Published Dec. 11, 2013

That's Pierson, Vanessa Pierson. Chanel No. 005 to you, Bub.

In Blowback, the first fictional spy yarn from former covert CIA operative-turned-novelist Valerie Plame, readers once more are invited to follow the globe-trotting derring-do adventures of a brilliant, sexy, blond, sexy, renegade, sexy, femme fatale, sexy spy, hot (in more ways than one) on the trail of an evil-doing international arms dealer bent on helping the Iranians develop a nuclear weapon.

Where in heaven's name did the comely Plame come up with this character? Oh, did we mention she's sexy, too?

By now most of us are well aware of Plame's backstory. On a tip from the Cheney administration, her cover as a CIA covert operative was blown by the late Chicago Sun-Times columnist Robert Novak in retaliation against her diplomat husband, Joe Wilson, for openly disputing an assertion by George W. Bush that Saddam Hussein was getting yellowcake uranium from Niger to develop nuclear weapons.
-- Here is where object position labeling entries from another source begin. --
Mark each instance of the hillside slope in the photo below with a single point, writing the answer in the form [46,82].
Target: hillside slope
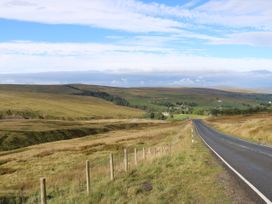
[155,99]
[22,104]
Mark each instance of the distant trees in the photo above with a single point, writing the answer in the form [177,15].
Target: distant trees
[236,111]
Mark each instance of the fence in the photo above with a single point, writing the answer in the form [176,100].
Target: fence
[118,163]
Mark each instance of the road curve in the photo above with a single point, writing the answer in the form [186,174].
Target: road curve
[252,161]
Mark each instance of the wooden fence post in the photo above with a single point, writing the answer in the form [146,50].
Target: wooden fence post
[43,190]
[111,167]
[143,153]
[135,157]
[88,180]
[125,160]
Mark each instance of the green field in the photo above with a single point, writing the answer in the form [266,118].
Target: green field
[20,104]
[51,130]
[177,100]
[189,174]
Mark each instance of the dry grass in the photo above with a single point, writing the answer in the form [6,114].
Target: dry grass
[63,106]
[188,175]
[257,128]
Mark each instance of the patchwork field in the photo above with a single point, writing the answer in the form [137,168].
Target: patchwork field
[154,99]
[256,128]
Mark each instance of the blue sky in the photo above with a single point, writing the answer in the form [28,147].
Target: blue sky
[131,36]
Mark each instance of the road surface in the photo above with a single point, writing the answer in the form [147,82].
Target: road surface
[252,161]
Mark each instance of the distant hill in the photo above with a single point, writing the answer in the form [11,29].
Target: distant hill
[81,100]
[57,102]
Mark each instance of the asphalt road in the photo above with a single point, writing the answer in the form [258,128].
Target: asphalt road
[252,161]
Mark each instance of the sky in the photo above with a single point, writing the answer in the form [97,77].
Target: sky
[133,36]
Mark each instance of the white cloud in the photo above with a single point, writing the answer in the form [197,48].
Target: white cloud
[136,16]
[37,57]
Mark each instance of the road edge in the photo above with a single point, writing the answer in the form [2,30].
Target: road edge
[252,187]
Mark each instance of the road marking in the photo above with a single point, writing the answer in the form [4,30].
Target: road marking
[237,173]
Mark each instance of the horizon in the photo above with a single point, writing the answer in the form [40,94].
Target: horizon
[131,35]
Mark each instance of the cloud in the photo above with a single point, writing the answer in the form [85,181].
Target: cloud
[38,57]
[246,38]
[118,15]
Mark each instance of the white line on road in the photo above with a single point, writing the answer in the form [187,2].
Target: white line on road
[237,173]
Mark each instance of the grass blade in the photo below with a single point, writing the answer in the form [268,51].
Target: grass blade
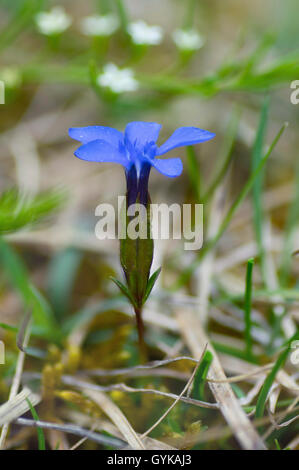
[257,188]
[185,276]
[40,432]
[247,308]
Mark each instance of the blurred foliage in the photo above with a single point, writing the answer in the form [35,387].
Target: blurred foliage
[78,322]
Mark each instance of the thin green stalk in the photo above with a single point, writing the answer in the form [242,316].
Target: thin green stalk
[194,172]
[257,188]
[247,307]
[190,14]
[40,432]
[185,276]
[122,13]
[291,224]
[227,155]
[201,375]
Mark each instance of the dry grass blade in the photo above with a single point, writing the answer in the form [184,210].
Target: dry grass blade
[231,409]
[17,406]
[187,386]
[68,380]
[73,429]
[117,417]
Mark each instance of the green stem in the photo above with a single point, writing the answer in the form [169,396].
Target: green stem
[141,341]
[123,17]
[248,297]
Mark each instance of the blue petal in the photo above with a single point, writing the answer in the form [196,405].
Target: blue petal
[142,133]
[101,151]
[171,167]
[185,136]
[90,133]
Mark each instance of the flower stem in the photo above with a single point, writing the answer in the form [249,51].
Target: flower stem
[141,341]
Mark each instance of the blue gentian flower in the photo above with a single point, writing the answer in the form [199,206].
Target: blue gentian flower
[136,150]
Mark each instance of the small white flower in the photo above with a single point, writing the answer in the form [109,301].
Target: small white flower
[187,39]
[142,33]
[99,25]
[53,22]
[118,80]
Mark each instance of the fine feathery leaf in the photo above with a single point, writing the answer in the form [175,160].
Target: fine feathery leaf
[32,298]
[18,211]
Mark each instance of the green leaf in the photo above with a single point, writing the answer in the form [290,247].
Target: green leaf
[62,273]
[193,172]
[261,401]
[247,307]
[40,432]
[32,298]
[185,276]
[257,187]
[151,282]
[136,255]
[201,375]
[18,211]
[123,289]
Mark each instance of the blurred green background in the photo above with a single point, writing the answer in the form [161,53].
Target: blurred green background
[235,80]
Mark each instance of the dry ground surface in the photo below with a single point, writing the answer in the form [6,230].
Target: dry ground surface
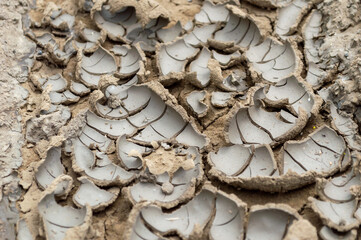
[30,129]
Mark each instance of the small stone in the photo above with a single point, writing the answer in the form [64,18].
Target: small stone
[114,101]
[167,188]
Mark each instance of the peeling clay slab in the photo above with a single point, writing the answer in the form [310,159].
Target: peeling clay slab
[272,61]
[165,96]
[225,214]
[59,221]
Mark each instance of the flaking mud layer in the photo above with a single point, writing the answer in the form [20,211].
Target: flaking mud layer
[138,109]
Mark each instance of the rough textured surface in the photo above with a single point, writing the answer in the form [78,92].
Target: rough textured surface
[224,58]
[13,48]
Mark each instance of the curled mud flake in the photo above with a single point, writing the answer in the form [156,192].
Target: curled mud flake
[211,13]
[289,17]
[50,168]
[99,168]
[297,95]
[226,60]
[61,221]
[89,194]
[221,99]
[170,125]
[185,221]
[228,222]
[346,126]
[127,152]
[65,97]
[323,152]
[173,57]
[90,69]
[200,35]
[244,162]
[199,66]
[111,23]
[337,189]
[129,62]
[79,89]
[270,221]
[242,130]
[92,138]
[170,178]
[239,31]
[327,233]
[273,61]
[169,34]
[64,22]
[113,128]
[339,216]
[140,232]
[196,102]
[256,125]
[125,101]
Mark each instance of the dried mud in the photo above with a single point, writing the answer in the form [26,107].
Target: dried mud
[39,113]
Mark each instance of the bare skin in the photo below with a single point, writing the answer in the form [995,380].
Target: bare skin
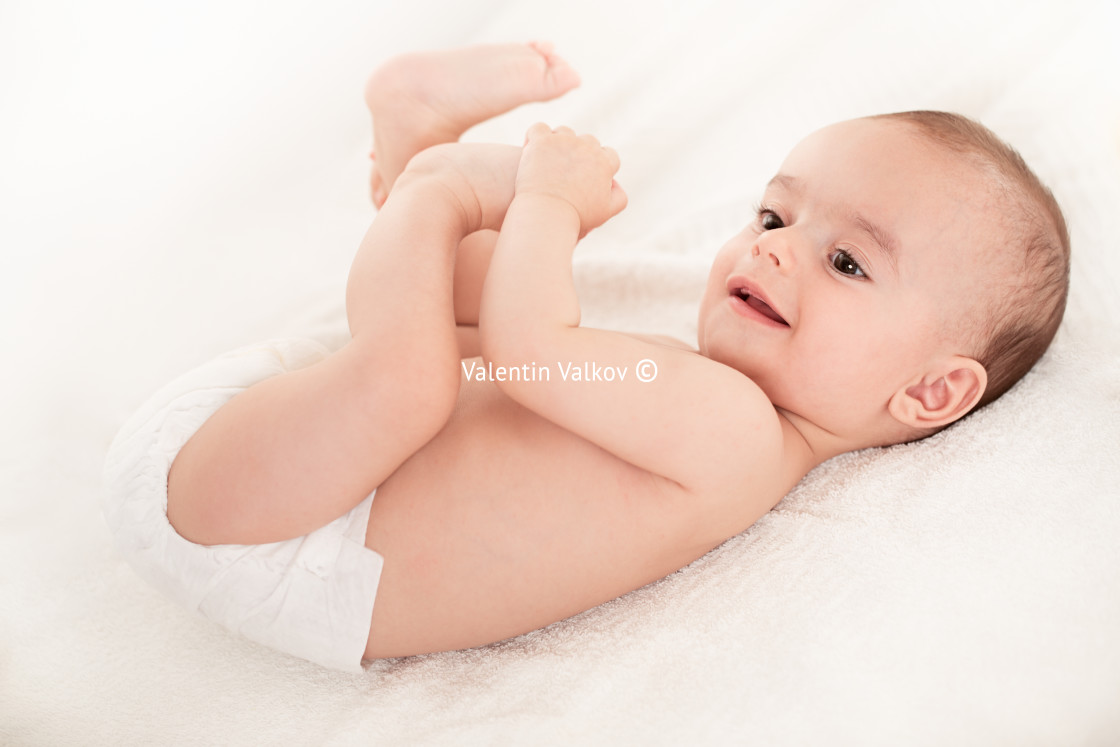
[501,505]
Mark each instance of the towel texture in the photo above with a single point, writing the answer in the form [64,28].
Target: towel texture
[183,185]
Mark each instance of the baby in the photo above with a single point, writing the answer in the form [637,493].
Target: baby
[902,271]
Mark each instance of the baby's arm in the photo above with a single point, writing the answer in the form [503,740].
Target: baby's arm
[698,423]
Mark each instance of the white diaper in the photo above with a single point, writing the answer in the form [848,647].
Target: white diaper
[311,596]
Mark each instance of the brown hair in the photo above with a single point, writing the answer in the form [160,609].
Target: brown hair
[1018,325]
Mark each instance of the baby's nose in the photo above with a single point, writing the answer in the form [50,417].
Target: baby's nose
[775,249]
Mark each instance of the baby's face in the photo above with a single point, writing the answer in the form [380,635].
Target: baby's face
[854,274]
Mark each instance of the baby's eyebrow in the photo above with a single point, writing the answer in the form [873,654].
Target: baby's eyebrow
[883,237]
[886,241]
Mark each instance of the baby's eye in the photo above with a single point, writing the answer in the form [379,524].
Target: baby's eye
[768,220]
[845,264]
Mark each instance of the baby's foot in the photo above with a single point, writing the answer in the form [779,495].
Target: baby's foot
[426,99]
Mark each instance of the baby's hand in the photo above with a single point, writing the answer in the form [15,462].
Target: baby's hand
[574,168]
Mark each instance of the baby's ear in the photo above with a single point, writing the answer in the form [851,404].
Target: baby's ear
[941,395]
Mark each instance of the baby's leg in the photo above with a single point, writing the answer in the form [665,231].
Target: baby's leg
[426,99]
[295,451]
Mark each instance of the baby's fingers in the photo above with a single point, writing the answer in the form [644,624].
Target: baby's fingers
[535,131]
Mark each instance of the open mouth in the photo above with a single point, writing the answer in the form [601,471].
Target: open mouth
[761,306]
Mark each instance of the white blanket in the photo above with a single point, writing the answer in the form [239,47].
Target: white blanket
[179,180]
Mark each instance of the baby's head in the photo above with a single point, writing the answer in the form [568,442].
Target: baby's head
[902,271]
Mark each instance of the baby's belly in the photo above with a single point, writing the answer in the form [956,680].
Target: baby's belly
[504,523]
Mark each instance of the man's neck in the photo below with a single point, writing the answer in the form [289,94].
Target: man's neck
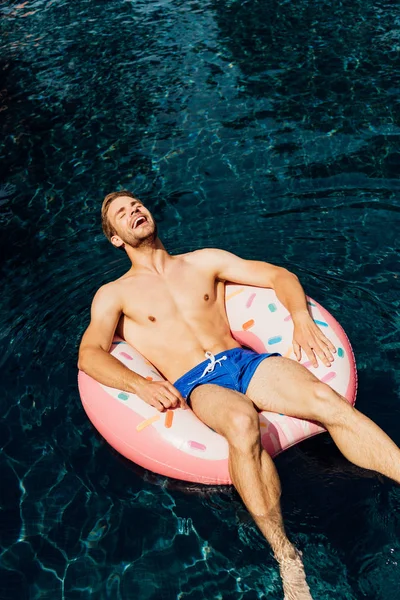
[148,258]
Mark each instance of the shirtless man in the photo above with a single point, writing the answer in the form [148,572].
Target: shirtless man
[171,308]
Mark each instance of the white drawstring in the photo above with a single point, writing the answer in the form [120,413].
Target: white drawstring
[210,367]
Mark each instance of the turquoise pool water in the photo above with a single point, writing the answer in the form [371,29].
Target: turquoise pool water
[270,129]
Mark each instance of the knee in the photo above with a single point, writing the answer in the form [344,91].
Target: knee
[243,429]
[329,407]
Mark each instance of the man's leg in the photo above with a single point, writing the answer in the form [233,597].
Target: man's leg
[284,386]
[253,474]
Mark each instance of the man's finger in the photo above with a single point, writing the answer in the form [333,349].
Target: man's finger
[184,404]
[174,391]
[321,355]
[296,350]
[310,355]
[157,405]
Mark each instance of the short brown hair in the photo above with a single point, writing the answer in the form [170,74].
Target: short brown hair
[108,229]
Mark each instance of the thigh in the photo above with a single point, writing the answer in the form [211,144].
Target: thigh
[284,386]
[217,406]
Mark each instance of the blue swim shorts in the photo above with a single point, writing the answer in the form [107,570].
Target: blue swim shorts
[231,369]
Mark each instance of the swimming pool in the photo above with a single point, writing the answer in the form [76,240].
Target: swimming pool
[270,129]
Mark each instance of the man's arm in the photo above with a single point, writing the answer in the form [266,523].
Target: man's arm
[288,289]
[95,360]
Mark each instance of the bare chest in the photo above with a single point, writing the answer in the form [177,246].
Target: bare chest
[183,292]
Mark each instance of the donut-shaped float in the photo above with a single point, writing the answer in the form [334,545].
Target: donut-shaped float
[176,443]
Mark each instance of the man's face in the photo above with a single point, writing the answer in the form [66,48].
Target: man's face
[133,223]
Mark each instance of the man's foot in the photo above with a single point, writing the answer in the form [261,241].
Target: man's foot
[294,582]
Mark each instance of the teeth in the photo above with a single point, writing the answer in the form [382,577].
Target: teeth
[138,221]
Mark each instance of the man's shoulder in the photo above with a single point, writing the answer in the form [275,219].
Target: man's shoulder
[203,255]
[108,293]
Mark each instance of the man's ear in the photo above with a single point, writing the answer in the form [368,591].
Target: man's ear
[116,241]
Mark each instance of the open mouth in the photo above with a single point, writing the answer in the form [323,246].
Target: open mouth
[139,221]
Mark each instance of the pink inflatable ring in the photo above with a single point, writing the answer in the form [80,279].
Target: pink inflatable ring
[176,443]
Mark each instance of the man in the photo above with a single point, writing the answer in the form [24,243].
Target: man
[171,308]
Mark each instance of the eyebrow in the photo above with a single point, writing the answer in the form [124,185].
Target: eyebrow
[120,210]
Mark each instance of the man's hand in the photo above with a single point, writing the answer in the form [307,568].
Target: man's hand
[160,394]
[307,335]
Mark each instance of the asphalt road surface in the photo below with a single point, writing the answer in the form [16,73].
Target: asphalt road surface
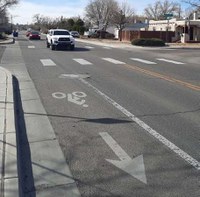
[127,120]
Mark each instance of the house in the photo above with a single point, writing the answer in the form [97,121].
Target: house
[171,30]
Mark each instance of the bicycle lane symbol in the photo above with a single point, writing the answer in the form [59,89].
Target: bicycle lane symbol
[74,97]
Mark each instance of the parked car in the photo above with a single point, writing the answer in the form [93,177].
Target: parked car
[101,34]
[75,34]
[60,38]
[34,35]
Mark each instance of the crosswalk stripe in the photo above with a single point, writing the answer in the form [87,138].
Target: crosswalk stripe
[31,47]
[82,62]
[113,61]
[142,60]
[47,62]
[106,47]
[170,61]
[89,47]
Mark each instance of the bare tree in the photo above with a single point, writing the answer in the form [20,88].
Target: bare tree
[194,3]
[7,3]
[122,16]
[158,10]
[100,12]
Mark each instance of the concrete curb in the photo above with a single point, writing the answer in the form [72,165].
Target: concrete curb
[9,169]
[116,44]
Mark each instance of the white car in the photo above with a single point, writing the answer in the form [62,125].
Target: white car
[60,38]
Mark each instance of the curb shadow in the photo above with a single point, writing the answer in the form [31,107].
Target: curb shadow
[24,164]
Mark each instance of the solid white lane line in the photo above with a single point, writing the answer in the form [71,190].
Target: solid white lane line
[189,159]
[82,62]
[170,61]
[142,61]
[31,47]
[113,61]
[47,62]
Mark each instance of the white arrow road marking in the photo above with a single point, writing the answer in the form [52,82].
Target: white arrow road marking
[170,61]
[47,62]
[134,167]
[82,62]
[143,61]
[189,159]
[113,61]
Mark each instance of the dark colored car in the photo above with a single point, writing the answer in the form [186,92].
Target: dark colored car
[34,35]
[101,34]
[75,34]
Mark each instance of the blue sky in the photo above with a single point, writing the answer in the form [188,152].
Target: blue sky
[23,12]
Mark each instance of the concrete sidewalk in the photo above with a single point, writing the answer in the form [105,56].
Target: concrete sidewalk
[35,165]
[128,45]
[8,148]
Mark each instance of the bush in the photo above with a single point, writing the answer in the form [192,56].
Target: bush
[148,42]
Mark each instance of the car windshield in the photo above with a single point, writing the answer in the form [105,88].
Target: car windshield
[61,33]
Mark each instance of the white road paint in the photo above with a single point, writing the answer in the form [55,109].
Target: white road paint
[82,62]
[89,47]
[74,76]
[134,167]
[170,61]
[189,159]
[59,95]
[47,62]
[31,47]
[143,61]
[75,97]
[106,47]
[113,61]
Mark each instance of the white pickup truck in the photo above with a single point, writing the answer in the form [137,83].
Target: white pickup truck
[60,38]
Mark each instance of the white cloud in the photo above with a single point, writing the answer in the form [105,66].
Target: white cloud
[23,12]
Blowback is a fast-paced, fun read, the perfect airplane book to while away a couple of hours. Co-written by novelist Sarah Lovett, the story jumps from Vienna, to Cairo, to London, to New York, to Cyprus, to Washington, and yet none of the characters ever seem to go to sleep for more than a few minutes. By Page 320, the reader has jet lag, even if Vanessa Pierson barely yawns.

On the other hand, it is sort of hard to get a decent night's rest when so many bodies are dropping around our heroine. Slumber might just be fatal.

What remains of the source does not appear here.